15Rock Insights
15Rock

September 22, 2025

4 min read

Gautam Bakshi

Author & Research Lead

How We Found $3M Hidden in a Portfolio Company's Pricing (In 2 Weeks)

Read time: 5 minutes Target audience: PE Operating Partners, Portfolio Company CEOs, Pricing Leaders The portfolio company was bleeding. Customer acquisition costs up 40%. Win rates down 25%. The board wanted answers. The CEO had theories. The data told a different story. In 2 weeks, we built an engine that found $3M in pricing opportunities they'd been sitting on for 18 months. Here's exactly how. The Situation Company: B2B SaaS platform, $30M ARR Problem: Growth stalling despite product

Read time: 5 minutes
Target audience: PE Operating Partners, Portfolio Company CEOs, Pricing Leaders


The portfolio company was bleeding.

Customer acquisition costs up 40%. Win rates down 25%. The board wanted answers. The CEO had theories. The data told a different story.

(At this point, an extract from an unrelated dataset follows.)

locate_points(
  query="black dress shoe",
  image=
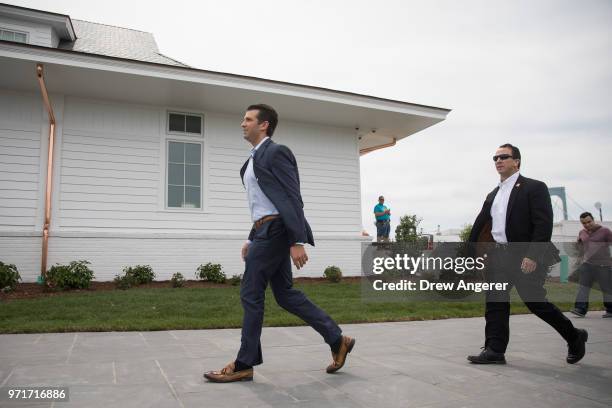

In 2 weeks, we built an engine that found $3M in pricing opportunities they'd been sitting on for 18 months.

Here's exactly how.

The Situation

Company: B2B SaaS platform, $30M ARR
Problem: Growth stalling despite product improvements
Hypothesis: "We need more features to justify our premium"
Reality: They were underpricing enterprise by 40%

Week 1: Encoding Their Pricing Logic

Day 1-2: Map Current State

We documented their existing pricing methodology:

  • How they segmented customers
  • What drove pricing decisions
  • Which competitors they tracked
  • How they measured willingness to pay

Key finding: They had strong pricing intuition but no systematic process.

Day 3-4: Build the Competitor Matrix

Instead of checking 3 competitors monthly, we built an engine that tracked:

  • 27 direct competitors
  • 15 adjacent solutions
  • 8 enterprise alternatives

The data showed:

  • They were priced 15% above SMB competitors
  • They were priced 40% below enterprise competitors
  • They were comparing themselves to the wrong peer set

Day 5: Encode the Intelligence

We turned their pricing logic into repeatable rules:

  • IF customer has >500 employees AND >3 departments using product
  • THEN position against enterprise competitors
  • ELSE position against SMB competitors

The insight: 40% of customers were enterprise but paying SMB prices.

Week 2: Finding the Money

Day 6-7: Usage Analysis

The engine analyzed 18 months of usage data:

  • Which features enterprise customers actually used
  • How usage correlated with company size
  • Where power users concentrated

Discovery: Enterprise customers used 3x more API calls but paid the same price.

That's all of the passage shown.